Adams framed himself as a street-savvy pragmatist against what he called Mamdani’s out-of-touch idealism.
"I'm not interested in Twitter politics; I'm interested in getting the trash picked up," Adams told his supporters Thursday, taking a dig at Mamdani.
"I'm not interested in slogans; I'm interested in solutions."
Mamdani, 33, a democratic socialist and state assemblyman, has surged to prominence with a grassroots campaign focused on the city’s cost-of-living crisis.
But Adams, freshly cleared of federal corruption charges, is betting that moderate voters still prefer his brand of swagger and public safety-first politics.
Two days ago, progressive upstart Mamdani declared a stunning Democratic primary victory over former Gov Andrew Cuomo, the presumed favourite despite a sexual harassment scandal that forced him from office four years ago.
Results will be finalised after the city's ranked-choice vote-counting resumes July 1, and the winner advances to November's election against candidates, including Republican Curtis Sliwa, the founder of the Guardian Angels anti-crime group.

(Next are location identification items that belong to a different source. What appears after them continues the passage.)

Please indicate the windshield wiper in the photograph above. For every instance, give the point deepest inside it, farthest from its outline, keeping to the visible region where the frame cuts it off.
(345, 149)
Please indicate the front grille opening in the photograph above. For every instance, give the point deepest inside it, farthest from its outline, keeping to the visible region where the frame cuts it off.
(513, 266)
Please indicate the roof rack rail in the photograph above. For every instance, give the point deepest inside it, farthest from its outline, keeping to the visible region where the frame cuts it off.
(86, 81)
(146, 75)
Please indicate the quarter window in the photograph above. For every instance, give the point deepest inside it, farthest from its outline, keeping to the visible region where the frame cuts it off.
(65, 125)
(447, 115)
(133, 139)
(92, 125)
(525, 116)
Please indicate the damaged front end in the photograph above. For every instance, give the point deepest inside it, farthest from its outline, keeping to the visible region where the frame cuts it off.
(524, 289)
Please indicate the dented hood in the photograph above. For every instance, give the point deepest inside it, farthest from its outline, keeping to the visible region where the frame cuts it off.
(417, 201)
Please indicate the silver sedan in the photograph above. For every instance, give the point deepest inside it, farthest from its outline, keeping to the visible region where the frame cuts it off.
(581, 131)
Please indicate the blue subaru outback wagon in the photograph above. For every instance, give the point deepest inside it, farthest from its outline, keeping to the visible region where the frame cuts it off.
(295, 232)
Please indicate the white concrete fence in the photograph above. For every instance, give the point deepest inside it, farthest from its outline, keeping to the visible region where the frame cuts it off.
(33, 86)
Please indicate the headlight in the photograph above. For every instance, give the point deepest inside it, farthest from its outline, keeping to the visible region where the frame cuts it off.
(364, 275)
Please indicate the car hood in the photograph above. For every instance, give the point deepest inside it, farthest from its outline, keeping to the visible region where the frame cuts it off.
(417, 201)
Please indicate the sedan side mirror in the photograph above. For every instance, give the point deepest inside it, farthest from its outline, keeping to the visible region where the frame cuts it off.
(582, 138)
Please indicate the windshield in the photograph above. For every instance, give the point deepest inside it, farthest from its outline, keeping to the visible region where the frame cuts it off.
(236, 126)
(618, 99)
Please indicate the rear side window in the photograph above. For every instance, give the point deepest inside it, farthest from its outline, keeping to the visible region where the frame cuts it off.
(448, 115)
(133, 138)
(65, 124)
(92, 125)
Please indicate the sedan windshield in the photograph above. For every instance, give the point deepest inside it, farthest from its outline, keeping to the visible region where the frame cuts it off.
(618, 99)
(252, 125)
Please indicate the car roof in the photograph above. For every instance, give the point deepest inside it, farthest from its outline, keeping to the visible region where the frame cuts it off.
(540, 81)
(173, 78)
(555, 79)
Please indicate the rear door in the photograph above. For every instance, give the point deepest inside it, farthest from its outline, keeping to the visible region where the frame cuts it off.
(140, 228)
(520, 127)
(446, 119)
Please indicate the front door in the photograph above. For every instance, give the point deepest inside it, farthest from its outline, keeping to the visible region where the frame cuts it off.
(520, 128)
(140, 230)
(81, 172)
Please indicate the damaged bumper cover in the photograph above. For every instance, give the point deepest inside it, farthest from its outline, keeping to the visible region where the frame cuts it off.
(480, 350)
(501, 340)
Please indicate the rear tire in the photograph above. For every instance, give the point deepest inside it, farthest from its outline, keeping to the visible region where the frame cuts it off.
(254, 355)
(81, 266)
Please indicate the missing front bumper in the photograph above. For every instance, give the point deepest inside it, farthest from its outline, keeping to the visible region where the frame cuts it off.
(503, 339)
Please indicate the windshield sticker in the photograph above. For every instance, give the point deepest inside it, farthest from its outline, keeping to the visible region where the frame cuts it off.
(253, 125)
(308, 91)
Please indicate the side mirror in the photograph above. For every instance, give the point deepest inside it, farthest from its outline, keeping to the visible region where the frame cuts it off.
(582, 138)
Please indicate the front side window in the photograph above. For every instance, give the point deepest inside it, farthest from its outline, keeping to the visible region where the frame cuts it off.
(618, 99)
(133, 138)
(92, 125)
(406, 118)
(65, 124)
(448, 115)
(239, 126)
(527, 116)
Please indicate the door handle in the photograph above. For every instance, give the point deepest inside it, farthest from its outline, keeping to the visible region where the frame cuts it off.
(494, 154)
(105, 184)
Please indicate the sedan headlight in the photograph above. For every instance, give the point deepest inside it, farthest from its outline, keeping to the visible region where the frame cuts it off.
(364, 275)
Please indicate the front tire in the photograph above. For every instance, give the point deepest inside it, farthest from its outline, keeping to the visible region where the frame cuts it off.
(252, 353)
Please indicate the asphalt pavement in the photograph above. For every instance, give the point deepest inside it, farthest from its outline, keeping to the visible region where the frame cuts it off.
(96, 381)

Mamdani is the son of Mahmood Mamdani, a professor at Columbia University, of Gujarati Muslim descent, and his mother is Mira Nair, an Indian-American filmmaker from Punjab and recipient of the Padma Bhushan award. He graduated from a private liberal arts college, worked as a foreclosure prevention counselor, and had a side hustle as a rapper before first being elected to the New York Assembly in 2020.